Uncovering a Surprise: Low Glucose Can Also Cause Problems
What it Says: This study out of Wuhan, China correlates the blood glucose levels of 293 non-diabetic COVID patients with the severity of their illness, and finds a J-shaped curve. That means that not only were people with the highest glucose most likely to have negative outcomes, but people with low fasting glucose (85 mg/dL and below) also fared worse than those with fasting glucose in the higher end of the normal range (85-93 mg/dL).
The J-shaped curve between glucose levels and COVID severity.

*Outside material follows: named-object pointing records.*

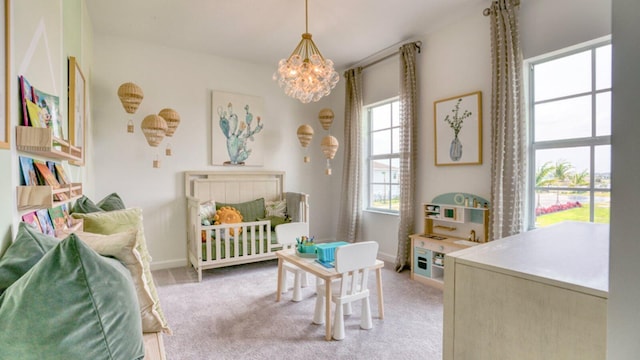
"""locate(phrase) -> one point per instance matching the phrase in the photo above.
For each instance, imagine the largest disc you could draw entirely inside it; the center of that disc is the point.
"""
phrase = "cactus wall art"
(236, 125)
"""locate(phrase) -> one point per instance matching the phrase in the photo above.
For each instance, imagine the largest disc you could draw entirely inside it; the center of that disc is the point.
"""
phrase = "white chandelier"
(306, 75)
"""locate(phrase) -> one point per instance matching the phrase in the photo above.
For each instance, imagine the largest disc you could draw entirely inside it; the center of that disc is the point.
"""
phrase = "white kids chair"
(353, 262)
(287, 234)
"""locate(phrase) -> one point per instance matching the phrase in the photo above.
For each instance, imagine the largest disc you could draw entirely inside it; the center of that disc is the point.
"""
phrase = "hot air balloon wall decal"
(131, 96)
(154, 127)
(305, 134)
(329, 147)
(325, 117)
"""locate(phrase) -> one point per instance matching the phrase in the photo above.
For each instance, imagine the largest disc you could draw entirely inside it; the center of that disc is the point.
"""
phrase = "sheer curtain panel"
(408, 116)
(350, 204)
(508, 154)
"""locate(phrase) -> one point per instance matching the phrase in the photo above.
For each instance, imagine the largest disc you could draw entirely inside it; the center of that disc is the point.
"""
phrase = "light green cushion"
(65, 307)
(275, 208)
(207, 212)
(112, 222)
(111, 202)
(250, 210)
(84, 205)
(26, 250)
(276, 220)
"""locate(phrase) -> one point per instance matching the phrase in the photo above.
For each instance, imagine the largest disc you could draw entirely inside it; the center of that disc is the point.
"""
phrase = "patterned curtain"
(408, 116)
(508, 148)
(350, 207)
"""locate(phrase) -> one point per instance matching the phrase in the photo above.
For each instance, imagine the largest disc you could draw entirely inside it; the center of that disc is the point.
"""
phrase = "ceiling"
(264, 31)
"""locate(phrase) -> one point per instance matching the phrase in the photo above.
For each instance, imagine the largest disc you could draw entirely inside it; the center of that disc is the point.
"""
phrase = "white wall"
(624, 289)
(184, 81)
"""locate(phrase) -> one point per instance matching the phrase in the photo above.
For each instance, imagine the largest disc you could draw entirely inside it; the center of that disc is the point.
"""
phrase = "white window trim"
(368, 150)
(554, 144)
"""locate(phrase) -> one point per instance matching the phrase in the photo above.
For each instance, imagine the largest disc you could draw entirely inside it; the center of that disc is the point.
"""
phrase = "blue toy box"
(326, 251)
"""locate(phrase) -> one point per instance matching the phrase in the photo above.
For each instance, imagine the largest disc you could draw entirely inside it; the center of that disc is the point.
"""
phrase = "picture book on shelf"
(36, 115)
(50, 105)
(29, 176)
(48, 178)
(45, 222)
(61, 175)
(32, 219)
(57, 218)
(26, 94)
(67, 218)
(52, 168)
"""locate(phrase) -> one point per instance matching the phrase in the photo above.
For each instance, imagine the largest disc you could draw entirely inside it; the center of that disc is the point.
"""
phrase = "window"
(383, 158)
(570, 136)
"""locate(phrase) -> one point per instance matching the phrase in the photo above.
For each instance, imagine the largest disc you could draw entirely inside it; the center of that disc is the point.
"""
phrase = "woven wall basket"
(172, 118)
(131, 96)
(154, 129)
(329, 146)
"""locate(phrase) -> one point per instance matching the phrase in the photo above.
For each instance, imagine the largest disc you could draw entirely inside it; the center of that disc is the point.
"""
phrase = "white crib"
(212, 246)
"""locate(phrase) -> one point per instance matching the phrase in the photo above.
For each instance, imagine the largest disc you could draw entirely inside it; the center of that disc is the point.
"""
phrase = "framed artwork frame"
(77, 108)
(4, 61)
(236, 126)
(457, 125)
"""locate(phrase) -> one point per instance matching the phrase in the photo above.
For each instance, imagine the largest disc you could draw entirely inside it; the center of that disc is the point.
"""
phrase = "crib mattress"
(232, 247)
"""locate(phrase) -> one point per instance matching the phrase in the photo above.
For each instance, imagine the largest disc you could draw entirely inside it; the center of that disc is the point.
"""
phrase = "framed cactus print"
(458, 130)
(237, 122)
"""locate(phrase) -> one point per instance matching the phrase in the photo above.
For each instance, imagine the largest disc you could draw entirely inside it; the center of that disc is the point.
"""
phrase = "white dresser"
(537, 295)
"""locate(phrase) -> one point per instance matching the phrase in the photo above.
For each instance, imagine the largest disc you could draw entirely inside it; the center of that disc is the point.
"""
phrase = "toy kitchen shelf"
(452, 221)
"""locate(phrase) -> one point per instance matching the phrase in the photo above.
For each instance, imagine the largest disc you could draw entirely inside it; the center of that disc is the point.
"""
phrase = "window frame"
(591, 142)
(369, 158)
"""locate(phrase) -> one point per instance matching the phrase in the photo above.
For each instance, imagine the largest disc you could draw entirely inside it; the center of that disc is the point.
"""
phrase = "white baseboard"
(387, 257)
(168, 264)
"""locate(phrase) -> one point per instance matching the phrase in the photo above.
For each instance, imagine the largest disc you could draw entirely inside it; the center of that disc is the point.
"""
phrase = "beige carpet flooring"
(232, 314)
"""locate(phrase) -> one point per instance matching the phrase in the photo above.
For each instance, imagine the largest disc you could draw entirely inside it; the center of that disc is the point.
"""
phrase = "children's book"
(45, 222)
(32, 219)
(26, 93)
(52, 167)
(48, 178)
(29, 176)
(61, 175)
(45, 174)
(36, 115)
(67, 217)
(57, 218)
(51, 106)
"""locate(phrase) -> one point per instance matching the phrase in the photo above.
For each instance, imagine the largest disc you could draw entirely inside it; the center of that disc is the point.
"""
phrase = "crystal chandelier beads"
(306, 75)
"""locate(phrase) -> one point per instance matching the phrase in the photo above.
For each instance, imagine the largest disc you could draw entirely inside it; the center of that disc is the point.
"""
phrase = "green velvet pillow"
(111, 202)
(122, 246)
(112, 222)
(250, 210)
(85, 206)
(67, 307)
(26, 250)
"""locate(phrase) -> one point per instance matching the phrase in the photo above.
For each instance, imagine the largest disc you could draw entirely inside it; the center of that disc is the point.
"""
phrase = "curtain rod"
(487, 11)
(417, 44)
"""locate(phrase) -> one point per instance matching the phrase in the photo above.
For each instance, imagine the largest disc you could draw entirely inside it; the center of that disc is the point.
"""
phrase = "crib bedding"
(223, 239)
(232, 247)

While this study doesn’t specifically investigate why lower glucose can worsen the disease, the authors speculate based on other research that it’s an energy shortage problem. COVID replication consumes a lot of the body’s ATP, which is made by metabolizing glucose. So if you already have low glucose, and therefore low ATP, and then COVID consumes even more ATP, your body simply doesn’t have enough energy left to mount a robust immune response. Your body also needs glucose to generate antioxidants like glutathione, so low glucose could also impair your antioxidant defenses.
Levels Take: Two things strike us about this study. First, if the finding holds up under further research, it’s fascinating that low blood sugar would lead to worse outcomes (though the proposed mechanism around ATP makes sense: the body needs energy to fight off the disease). It’s a reminder of just how fundamental metabolic processes are. Second, it’s indicative of how much we have yet to learn about COVID and how it interacts with the body. That the story of high glucose and COVID is so clear already underscores the strength of the connection, but as researchers dig further into data, we will surely find more unexpected results like this one.